Il courut dans les ruelles, ses bottes éclaboussant les flaques d’eau stagnante. Les espions étaient à ses trousses, leurs pas se rapprochant à chaque instant. Gabriel pivota brusquement dans une impasse, retirant un autre dispositif de sa ceinture. Cette fois, un petit mécanisme de dents et de rouages s’activa, déclenchant une explosion contrôlée qui fit s’effondrer une partie du mur, obstruant le passage derrière lui.
Essoufflé mais vivant, il s’appuya contre un mur, serrant les poings. Ces hommes ne s’arrêteraient pas. Ils voulaient le carnet, les archives, tout ce qui touchait à l’héritage d’Auguste de Rochefort. Il glissa un doigt sur la brûlure de son bras, jurant doucement avant de reprendre sa route.
***
Gabriel retrouva Élise au manoir des Rochefort, comme ils en étaient convenus. Elle l’attendait dans une salle sobre, son air impassible contrastant avec la fatigue visible sur son visage. Le médaillon pendait à son cou, brillant faiblement dans la pénombre.
— Vous avez trouvé quelque chose ? demanda-t-elle sans préambule.
Gabriel hocha la tête, ses traits sérieux.
— Des espions du Sénat.
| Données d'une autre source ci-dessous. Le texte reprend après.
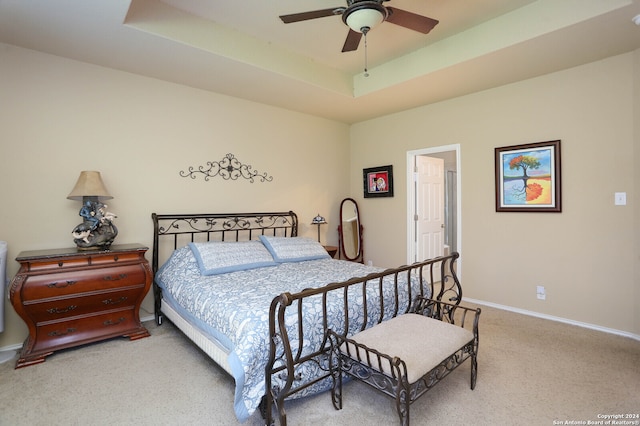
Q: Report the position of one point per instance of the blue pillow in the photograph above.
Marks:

Ils parlent d’archives scellées dans les catacombes sous Paris. Si votre père a laissé des indices, c’est probablement là-bas.
Élise fronça les sourcils, croisant les bras.
— Et comment comptez-vous y accéder sans attirer l’attention ?
Gabriel esquissa un sourire en coin.
— Vous oubliez à qui vous parlez.
Elle resta silencieuse un moment, l’observant comme pour peser ses mots. Gabriel pouvait sentir la méfiance dans son regard, mais aussi une lueur de détermination qu’il commençait à reconnaître.
— Très bien, dit-elle enfin. Mais si nous faisons cela, nous le faisons à ma manière.
Gabriel haussa un sourcil, intrigué.
— Et quelle est votre manière, mademoiselle de Rochefort ?
— Méthodique. Et sans improvisations inutiles.
Il éclata de rire, un son grave et bref.
— Ça promet.
Malgré la tension palpable, un accord tacite passa entre eux. La vérité était en jeu, et ni Élise ni Gabriel n’étaient prêts à reculer.
Alors qu’ils quittaient la salle pour préparer leur expédition, Gabriel ne put s’empêcher de jeter un dernier regard vers le médaillon d’Élise. Cette lumière fragile mais persistante semblait presque murmurer une promesse, un espoir obstiné au milieu des ombres menaçantes qui ne cessaient de se resserrer autour d’eux.